It starts with kindergarten.
All the graduation ceremonies. Seems like yesterday I was carting my son off to kindergarten with our dog in tow. I remember the fear in his face when I left him alone for that first “half-day” of school. I also remember the ceremony at year’s close and the beaming smile splashed across his face while mouthing the words–“I did it, Mom!” And he did. He was so proud that day that he mastered those read- and- write skills and was now able to enter “real” school–first grade.
A milestone crossed.
Flash forward 16 years. High School graduation. This time both elementary and middle school graduation ceremonies (not to mention that initial kindergarten one) were nothing more than childhood memories that only Mom recalled and which also embarrassed said son to no end when she did. This time the graduation ceremony ended with a real diploma in hand replete with valedictorians and salutatorians espousing warm fuzzy memories of freshman jitters that concluded with congratulatory clarion calls fit for kings marching off to battle. This time said son marched off that graduation ceremony stage with summa cum laude cord draped round his neck.

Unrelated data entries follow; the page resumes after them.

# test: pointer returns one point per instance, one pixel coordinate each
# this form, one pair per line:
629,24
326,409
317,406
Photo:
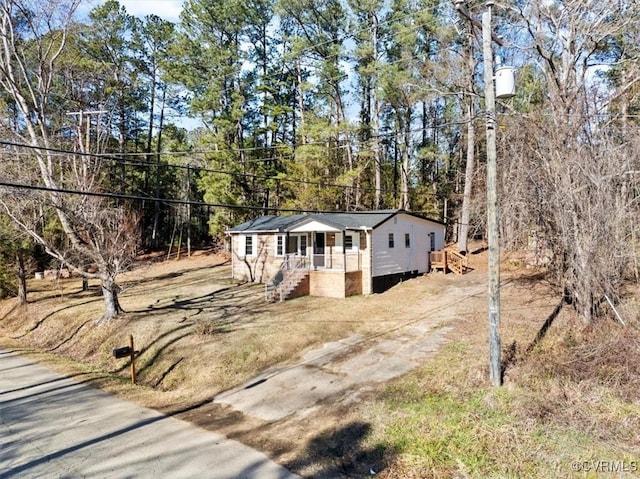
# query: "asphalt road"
54,427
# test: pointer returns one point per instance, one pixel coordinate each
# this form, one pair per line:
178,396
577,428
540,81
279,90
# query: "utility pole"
493,232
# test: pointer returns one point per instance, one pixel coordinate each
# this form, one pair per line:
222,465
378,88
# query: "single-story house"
333,254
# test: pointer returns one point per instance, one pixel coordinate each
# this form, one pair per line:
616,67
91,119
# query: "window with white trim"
348,242
303,245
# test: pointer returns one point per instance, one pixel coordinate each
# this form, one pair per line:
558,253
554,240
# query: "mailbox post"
129,351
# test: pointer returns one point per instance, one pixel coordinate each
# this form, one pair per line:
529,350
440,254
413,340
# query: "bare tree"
94,230
566,167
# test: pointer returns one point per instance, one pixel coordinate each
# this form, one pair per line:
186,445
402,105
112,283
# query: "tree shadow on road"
342,452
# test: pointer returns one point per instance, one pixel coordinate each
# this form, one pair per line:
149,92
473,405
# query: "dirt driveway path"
344,369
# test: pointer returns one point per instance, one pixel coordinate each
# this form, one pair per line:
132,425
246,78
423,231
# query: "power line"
190,167
120,196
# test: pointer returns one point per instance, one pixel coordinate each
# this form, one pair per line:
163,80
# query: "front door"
318,250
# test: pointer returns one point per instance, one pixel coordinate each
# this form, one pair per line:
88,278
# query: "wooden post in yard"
133,359
495,372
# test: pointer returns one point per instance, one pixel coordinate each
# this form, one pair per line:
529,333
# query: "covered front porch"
321,263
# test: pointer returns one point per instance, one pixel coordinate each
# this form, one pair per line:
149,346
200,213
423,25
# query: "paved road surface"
54,427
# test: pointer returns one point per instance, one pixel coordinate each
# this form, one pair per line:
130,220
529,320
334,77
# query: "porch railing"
290,266
352,261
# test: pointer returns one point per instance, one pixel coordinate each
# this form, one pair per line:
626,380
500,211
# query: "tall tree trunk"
465,217
22,278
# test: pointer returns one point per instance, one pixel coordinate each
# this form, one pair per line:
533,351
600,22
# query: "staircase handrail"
291,264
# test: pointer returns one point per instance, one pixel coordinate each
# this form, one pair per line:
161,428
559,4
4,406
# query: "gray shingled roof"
267,223
341,220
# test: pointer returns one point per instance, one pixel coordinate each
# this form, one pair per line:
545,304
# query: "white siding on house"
400,259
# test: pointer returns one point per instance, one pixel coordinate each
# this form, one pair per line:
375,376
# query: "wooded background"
313,106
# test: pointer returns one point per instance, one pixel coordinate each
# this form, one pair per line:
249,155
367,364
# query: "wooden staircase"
286,281
449,260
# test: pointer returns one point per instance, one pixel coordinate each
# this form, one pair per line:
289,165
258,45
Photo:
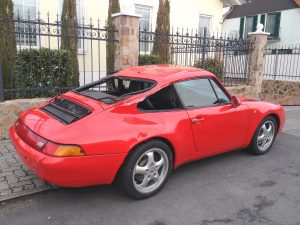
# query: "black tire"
254,146
125,179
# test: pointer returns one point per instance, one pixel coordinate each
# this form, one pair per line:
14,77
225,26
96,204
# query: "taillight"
45,146
32,139
62,150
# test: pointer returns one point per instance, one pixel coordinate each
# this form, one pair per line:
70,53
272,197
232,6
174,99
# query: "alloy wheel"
266,135
150,170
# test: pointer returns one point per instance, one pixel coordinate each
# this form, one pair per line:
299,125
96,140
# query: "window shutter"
263,20
277,24
255,18
242,22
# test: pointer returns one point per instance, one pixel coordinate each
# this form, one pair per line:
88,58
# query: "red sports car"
139,124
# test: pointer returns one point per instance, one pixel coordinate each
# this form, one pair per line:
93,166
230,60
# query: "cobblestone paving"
17,180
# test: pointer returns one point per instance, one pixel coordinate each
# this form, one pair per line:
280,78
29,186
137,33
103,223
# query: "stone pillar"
257,57
127,47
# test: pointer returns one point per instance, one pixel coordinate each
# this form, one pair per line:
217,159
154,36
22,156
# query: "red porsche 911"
136,126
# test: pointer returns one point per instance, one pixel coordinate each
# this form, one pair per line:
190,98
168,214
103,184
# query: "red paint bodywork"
111,131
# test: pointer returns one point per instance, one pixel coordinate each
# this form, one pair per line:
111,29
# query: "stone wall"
127,47
10,111
282,92
243,90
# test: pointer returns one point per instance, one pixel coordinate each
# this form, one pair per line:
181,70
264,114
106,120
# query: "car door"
215,123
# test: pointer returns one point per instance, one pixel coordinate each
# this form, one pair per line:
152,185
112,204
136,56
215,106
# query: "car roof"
164,74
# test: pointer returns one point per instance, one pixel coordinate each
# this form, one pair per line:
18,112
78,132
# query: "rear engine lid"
65,110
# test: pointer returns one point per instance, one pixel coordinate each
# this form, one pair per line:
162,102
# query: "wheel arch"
162,139
276,117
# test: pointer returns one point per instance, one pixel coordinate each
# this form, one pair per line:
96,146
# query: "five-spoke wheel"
146,169
264,136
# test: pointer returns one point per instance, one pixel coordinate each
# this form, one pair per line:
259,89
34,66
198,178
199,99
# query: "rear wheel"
264,136
146,169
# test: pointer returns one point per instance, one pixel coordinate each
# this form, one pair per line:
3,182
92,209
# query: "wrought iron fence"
41,67
226,57
283,63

A milestone crossed. And a milestone yet looming overhead for Mom, me.
I believe the term is called empty-nest syndrome.
I had heard about it. I had read about it. I had even counseled pals of mine trapped in the throes of it. But I never really “got it” until that day which marked perhaps the happiest day of his life for my son, but which also marked a bittersweet one for me. I was ecstatic that I had raised a confident, intelligent, kind, ambitious child who was now ready to spread his wings and fly. I was proud that he achieved all that he did. I was humbled that he took the time to thank and credit me for my care, faith, trust, and belief in him. I was honored that he hugged me first and presented his diploma for me to hold and review.
But I was also sad as I knew that that little boy—my little boy—was gone. Forever. He had his path and way to forge now and he planned to do it and knowing him he would do it 24/7/365 with a style all his own and one I could never lay claim to. I was sad that come fall he would no longer be around for me to nag to clean his room, or feed the pets, or do his homework. Worse, I was sad that he would no longer be around to share the events of his day, the sorrows and the joys, and all he had accomplished and learned.
So as I said, a new milestone looms ahead.
One I have yet encountered and have no reference upon how to approach let alone tread. Perhaps, that road is one of gratitude and trust. Gratitude that I was blessed to nurture and guide him during his formative years. Perhaps that road is one of trust—trust that the Universe will keep him safe and guide him to share his unique talents and gifts with others. I hope so. I believe so.
Such are the Graduation Blues. But what a shade of blue. More like periwinkle if you will for the taste is not bitter; a tad sour perhaps but nonetheless sweet—the taste of blueberries over vanilla ice cream. So I salute all the moms (and dads) whose kid have graduated with best wishes and a scoop of blueberry vanilla ice cream. Enjoy!